When looking at the study outcomes in Table 1, the main goals, incentives, used SR method, and outcomes of each study vary widely, and therefore, pooling of outcomes is difficult. Despite this heterogeneity, this table of outcomes provides a panoramic overview of the present status of SR in radiology.

It shows that most of the included papers show an improvement in outcome when implementing SR. However, when looking at the evidence level, the only level A study [58, 59] did not improve the report clarity, accuracy, and completeness of the report using their point-and-click method. This is an interesting finding and can show that this particular point-and-click system was not beneficial in radiological reporting in this specific setting and concerning this specific outcome. However, the outcome of this study alone is insufficient to state that SR level 2 is not beneficial in radiology reporting, because outcomes seem to be highly case-specific. However, it is also hard to state that SR is beneficial in reporting in radiology when looking at the low level of evidence of all other included studies.
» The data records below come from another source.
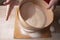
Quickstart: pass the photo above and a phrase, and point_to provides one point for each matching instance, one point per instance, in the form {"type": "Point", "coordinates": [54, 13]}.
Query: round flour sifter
{"type": "Point", "coordinates": [34, 15]}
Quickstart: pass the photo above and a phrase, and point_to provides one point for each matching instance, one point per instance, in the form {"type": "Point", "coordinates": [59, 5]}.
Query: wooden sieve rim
{"type": "Point", "coordinates": [25, 25]}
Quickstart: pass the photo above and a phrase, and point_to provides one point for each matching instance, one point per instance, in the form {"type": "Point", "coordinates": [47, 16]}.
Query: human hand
{"type": "Point", "coordinates": [52, 3]}
{"type": "Point", "coordinates": [6, 2]}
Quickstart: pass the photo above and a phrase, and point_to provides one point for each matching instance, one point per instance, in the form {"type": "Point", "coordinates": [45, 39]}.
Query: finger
{"type": "Point", "coordinates": [7, 1]}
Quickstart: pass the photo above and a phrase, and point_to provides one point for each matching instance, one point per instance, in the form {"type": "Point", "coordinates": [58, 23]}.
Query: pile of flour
{"type": "Point", "coordinates": [33, 15]}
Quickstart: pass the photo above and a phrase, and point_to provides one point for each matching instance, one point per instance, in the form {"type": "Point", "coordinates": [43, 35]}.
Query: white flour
{"type": "Point", "coordinates": [33, 15]}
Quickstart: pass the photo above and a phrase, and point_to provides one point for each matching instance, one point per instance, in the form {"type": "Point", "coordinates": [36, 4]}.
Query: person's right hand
{"type": "Point", "coordinates": [52, 3]}
{"type": "Point", "coordinates": [6, 2]}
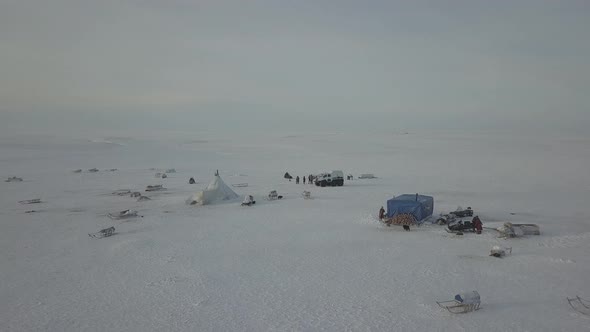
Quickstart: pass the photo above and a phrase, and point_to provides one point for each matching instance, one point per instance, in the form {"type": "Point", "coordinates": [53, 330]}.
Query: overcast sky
{"type": "Point", "coordinates": [413, 63]}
Overall, the level of evidence for SR is low and especially the link between structured reporting and standardization and its different effects on the radiological report is currently overlooked, but is of utmost importance. It seems that improving radiology reporting is more than just implementing SR and that standardization is necessary next to SR, and that both are highly entangled when implementing SR. This is likely caused by the fact that SR is based on a rather strict format in which several (mandatory) items or key features should be reported. Perhaps the question should be whether SR is not just a means to facilitate standardization, rather than that SR is improving the radiological report itself.

As such, high-quality research is necessary to separately investigate the value of all individual factors that are involved in standardization and SR to determine the best type of SR for a specific clinical problem. Investigating the effect of standardization should be prioritized, because it may make sense that improving the content of the report, hence making a complete report with all items referring clinicians are asking for, will likely improve reporting quality. Then, the next question should be how this standardized information should be placed in the radiological report and how we can assure it is inserted correctly. For instance, this can be done with a simple template or checklist (SR level 1), or with a more sophisticated point-and-click system (SR level 2). Finally, it is important to know whether the efforts are beneficial for the patient (e.g., better staging), the referring clinician (e.g., reduced reading time), the reporter (e.g., faster reporting), or for all. Nevertheless, it is possible that this supposed reporting improvement is mainly caused by standardization rather than SR.

Limitations

First of all, it was difficult to find all relevant implementational studies published on the subject of SR due to ambiguous use of the terms “standardized reporting” and “structured reporting.” To be as complete as possible, as well as to answer the research question best, a prior set definition for SR and its categorization system was used. In addition, a bibliography search was used to search for missed studies after conducting the main search. Because of heterogeneity of the included studies, it was hard to pool the data on a more specific level and therefore a thematic analysis was used. The outcome analysis performed in this paper was limited by the large heterogeneity of outcomes and study design. A more thorough analysis should be done to explore outcome measurements better and to see who (the referring clinician, radiologist or patient) will benefit from SR most, as well as which specific efforts resulted in this outcome.

Conclusion

Structured reporting is thought to have great potential to improve reporting in radiology. However, due to difficulties in study design there is a lack of high-quality research on this topic resulting in low overall evidence. Future research is needed to explore the individual effects of standardization and SR, as it is questionable whether SR is the solution for improving reporting in radiology or only a means in facilitating standardization.